Cafe Today | Potting Training in Public. Has Parenting Today Gone Bonkers?

Raising children is the most difficult job in the universe.  Every parent has  experienced the joy and challenges of having a family.  At best, we can hope to teach our children the following:  1. They are and will be loved unconditionally  2. Can achieve anything they wish 3. Possess a moral compass  4. Respect others  5. Become upstanding citizens. ** I would add a sense of humor, but that’s just me.  These days, I wonder what parents are thinking.  Are they thinking?  Or, just gone bonkers!

Today as a parent of 3 grown children, I am truly amazed by the plethora of  resources this generation of parents have at their disposal. We learned parenting from our parents, grandparents and so on.      Well….we did have Dr Spock.  NO!  Not Mr. Spock from Star Trek.  Although Mr Spock did deliver many “wisdomettes” while boldly going where no one dared go.  Somehow my generation persevered. Today, our children are great examples of  what one may achieve.

That being said, I have concerns for the parents and children today.  If parents allow their children to behave badly in public, how must they act at home? Has parenting changed?  Are there no rules?  Where do you stand on this matter?  

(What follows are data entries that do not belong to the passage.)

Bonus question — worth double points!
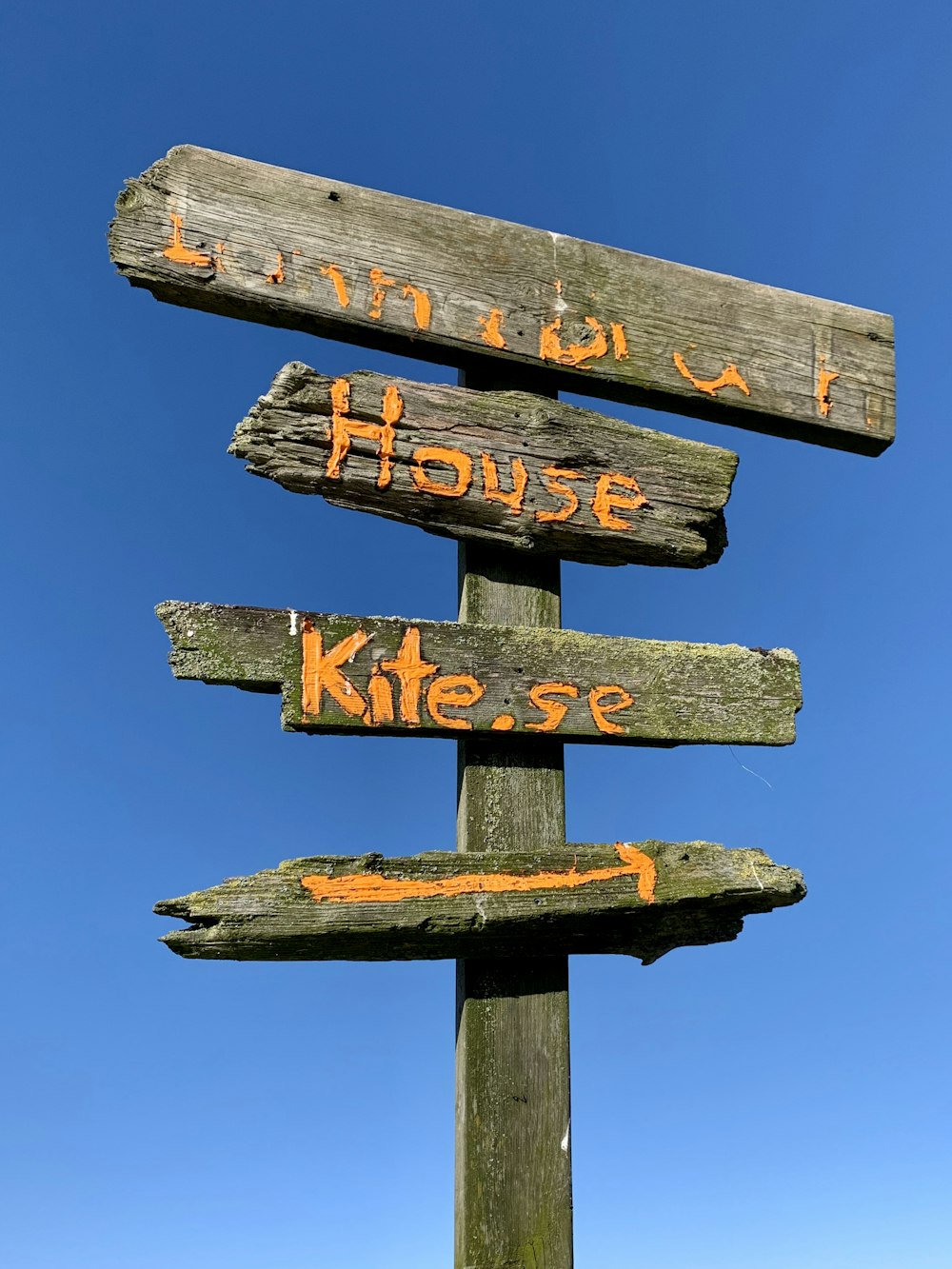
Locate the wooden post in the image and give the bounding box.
[454,370,572,1269]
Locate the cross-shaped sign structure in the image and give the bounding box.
[109,146,895,1269]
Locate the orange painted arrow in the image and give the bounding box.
[301,842,658,903]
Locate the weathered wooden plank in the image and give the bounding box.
[155,842,806,963]
[453,363,574,1269]
[157,602,801,744]
[109,146,895,454]
[231,362,738,568]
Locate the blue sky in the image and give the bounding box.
[0,0,952,1269]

Photo courtesy of John Van Beekum for The New York Times

Of late, I seem to be scratching my head more and more, when I see parents and children in public spaces. Not to mention on TV programming.  Just last week, while in a well-known department store, I heard children crying. More than one.  I always say to myself, “please take the child home”.  It’s obvious those children do not want to be there.  I turned.  Immediately, I am in the path of a now screaming child and the mother screaming even louder. “You can keep on crying and yelling at me all you want. Nobody’s gonna care about you and I ‘m not gonna give you what you want”. And on it went.   I had stopped cold. Frozen in place by the display of parenting in front of me.  “Oh, my God!”    I said aloud.  Shocked by this woman and child.   The mother just kept talking screaming louder, to be heard over the child.  Was this a contest?   I am now breathing quite rapidly and picture smoke rolling out of my ears as surely my hair must be on fire.  I made my way down the next aisle.  Encountered the second crying child. Holy Moly!  This time it was a teen. Her mouth running wild, to what appeared to be her Grandma.  A tirade worthy of any sailor. My eyes darted around.  Most people just went on about their business. Loud whispers clouding the space.

Am I alone in finding this behavior in public spaces disturbing?  Am I over reacting? What happened to rules of decorum?  I find this very disconcerting.  When did it become “normal” to behave badly in public?  Is reality television a contributor?  Sugary Cereal?

Now comes the latest in the ever so long list of bad behavior for parent and child.  I am so SHOCKED by this I can barely contain myself long enough to put my thoughts into words. 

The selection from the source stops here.